This year marks the 50th anniversary of the opening of the Second Vatican Council. In the previous interview on Eureka Street TV, the prominent lay Catholic leader Robert Fitzgerald reflected on changes in the role of the laity promised by the Council. The woman featured in this week's interview shares this pet subject area.
As a respected lay theologian, Zeni Fox embodies the vast changes in the role of the laity that have occurred since Vatican II. She has spent her working life studying, fostering, teaching, talking and writing about lay leadership in the Catholic Church.
The interview was recorded late last year at a Sydney conference where she delivered the keynote address, 'Lay leaders of Catholic institutions: serving the Church and the world'.
Fox is a professor of pastoral theology at Immaculate Conception Seminary, Seton Hall University near Newark in New Jersey, USA. She previously worked for 15 years in the area of religious education in Catholic parishes.
She gained her Masters degree in religious education and PhD in theology from the Jesuit run Fordham University in New York. Her doctoral thesis was entitled 'Lay ministries: a critical three-dimensional study'.
For over 15 years she has been an advisor to the US Bishops' Committee on the Laity and its subcommittee on lay ministry. In this capacity she has participated in many consultations with a wide range of Church representatives including bishops and clergy, lay leaders and theologians from the US and abroad.

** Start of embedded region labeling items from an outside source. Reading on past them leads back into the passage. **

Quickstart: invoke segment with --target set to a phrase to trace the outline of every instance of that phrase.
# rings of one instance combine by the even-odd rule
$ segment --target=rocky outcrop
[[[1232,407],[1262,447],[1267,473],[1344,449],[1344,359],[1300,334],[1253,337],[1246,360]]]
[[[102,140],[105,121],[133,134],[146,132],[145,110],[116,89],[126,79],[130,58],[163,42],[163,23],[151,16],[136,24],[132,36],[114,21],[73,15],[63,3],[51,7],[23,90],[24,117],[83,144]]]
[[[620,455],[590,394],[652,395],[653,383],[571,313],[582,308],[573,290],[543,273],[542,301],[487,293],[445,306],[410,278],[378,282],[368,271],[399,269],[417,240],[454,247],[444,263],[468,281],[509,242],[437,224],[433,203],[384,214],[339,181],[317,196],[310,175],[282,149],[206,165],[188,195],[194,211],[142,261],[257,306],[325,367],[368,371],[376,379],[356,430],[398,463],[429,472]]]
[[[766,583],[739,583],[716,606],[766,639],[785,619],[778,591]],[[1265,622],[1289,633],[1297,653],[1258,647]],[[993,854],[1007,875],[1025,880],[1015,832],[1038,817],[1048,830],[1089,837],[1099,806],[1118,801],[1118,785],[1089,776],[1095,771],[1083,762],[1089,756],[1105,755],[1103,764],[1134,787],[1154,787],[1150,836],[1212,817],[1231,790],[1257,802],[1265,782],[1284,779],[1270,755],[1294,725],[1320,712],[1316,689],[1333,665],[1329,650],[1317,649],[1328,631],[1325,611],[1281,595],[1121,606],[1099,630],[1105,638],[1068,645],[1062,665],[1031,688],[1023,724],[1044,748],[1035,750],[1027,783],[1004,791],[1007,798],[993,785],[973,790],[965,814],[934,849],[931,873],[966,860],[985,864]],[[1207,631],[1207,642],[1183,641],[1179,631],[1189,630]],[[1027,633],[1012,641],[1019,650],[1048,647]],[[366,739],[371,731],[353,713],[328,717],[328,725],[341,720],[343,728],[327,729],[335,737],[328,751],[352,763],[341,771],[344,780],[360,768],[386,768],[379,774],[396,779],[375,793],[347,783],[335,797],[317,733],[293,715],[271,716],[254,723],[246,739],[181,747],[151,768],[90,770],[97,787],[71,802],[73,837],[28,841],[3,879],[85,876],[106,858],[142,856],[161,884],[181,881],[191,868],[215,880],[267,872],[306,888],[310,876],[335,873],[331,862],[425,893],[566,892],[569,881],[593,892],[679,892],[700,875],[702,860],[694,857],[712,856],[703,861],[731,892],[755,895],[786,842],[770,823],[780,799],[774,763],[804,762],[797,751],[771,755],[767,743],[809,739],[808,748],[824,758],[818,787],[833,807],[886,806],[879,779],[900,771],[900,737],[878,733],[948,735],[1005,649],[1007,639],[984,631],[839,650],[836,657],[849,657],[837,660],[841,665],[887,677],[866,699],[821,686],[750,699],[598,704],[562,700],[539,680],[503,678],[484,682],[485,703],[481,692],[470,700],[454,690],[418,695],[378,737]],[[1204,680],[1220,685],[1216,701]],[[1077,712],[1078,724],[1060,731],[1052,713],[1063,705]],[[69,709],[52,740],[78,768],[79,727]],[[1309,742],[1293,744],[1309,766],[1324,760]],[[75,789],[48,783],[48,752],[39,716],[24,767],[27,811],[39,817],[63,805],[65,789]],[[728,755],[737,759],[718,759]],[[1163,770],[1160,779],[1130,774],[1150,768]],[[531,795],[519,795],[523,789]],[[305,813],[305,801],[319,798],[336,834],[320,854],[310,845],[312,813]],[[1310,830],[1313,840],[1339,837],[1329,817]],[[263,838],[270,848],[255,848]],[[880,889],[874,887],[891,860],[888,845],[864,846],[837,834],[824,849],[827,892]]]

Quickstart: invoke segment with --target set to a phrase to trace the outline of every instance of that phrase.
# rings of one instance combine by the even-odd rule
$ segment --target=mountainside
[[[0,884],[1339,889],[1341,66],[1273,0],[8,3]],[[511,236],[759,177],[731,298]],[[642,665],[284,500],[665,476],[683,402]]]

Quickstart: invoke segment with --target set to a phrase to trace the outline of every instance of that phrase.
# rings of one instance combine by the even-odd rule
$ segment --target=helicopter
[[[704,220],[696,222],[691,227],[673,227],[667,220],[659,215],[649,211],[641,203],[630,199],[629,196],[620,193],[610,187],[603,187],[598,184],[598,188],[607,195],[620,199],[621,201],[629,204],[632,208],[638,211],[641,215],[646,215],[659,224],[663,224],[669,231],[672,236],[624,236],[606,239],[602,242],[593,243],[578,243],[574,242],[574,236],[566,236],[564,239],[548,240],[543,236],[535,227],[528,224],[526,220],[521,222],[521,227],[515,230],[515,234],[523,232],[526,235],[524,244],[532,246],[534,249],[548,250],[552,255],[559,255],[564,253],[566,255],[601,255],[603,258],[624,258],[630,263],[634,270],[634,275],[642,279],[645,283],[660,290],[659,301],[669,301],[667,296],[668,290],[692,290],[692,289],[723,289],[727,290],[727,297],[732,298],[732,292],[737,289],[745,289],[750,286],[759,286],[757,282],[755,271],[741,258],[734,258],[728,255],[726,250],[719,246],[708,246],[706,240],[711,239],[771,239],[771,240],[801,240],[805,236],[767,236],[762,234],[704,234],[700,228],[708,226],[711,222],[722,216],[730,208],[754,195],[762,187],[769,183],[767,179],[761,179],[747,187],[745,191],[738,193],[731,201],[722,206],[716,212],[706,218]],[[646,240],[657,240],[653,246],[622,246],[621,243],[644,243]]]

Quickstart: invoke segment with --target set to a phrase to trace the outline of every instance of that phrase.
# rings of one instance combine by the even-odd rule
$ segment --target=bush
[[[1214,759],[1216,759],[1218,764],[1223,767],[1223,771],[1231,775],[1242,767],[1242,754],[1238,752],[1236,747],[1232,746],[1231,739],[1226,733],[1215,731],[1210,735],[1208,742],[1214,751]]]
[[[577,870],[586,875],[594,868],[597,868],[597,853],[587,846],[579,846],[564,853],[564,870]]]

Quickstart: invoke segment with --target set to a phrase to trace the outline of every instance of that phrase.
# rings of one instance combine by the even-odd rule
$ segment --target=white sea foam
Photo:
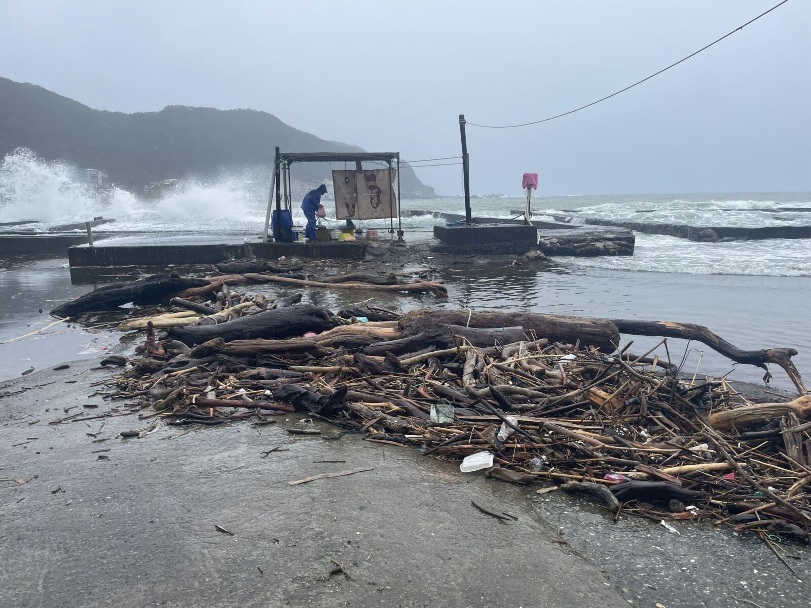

She has sat on the boards of a number of important Catholic institutions in the US, including chairing the governance committee of the prestigious publication, the National Catholic Reporter.
In recent years Fox has been closely involved in the New Energies process in the Archdiocese of Newark which has sought to rationalise and modernise parish structures through mergers and linkages between parishes.
She has received many awards for scholarship and service to the community and church, including honorary doctorates from Christ the King Seminary, Buffalo, and Georgian Court University, Lakewood.
She has written scores of articles, and written or edited a number of books including New Ecclesial Ministry: Lay Professionals Serving the Church, Called and Chosen: Toward a Spirituality for Lay Leaders (co-editor) and Lay Ecclesial Ministry: Pathways Toward the Future (editor).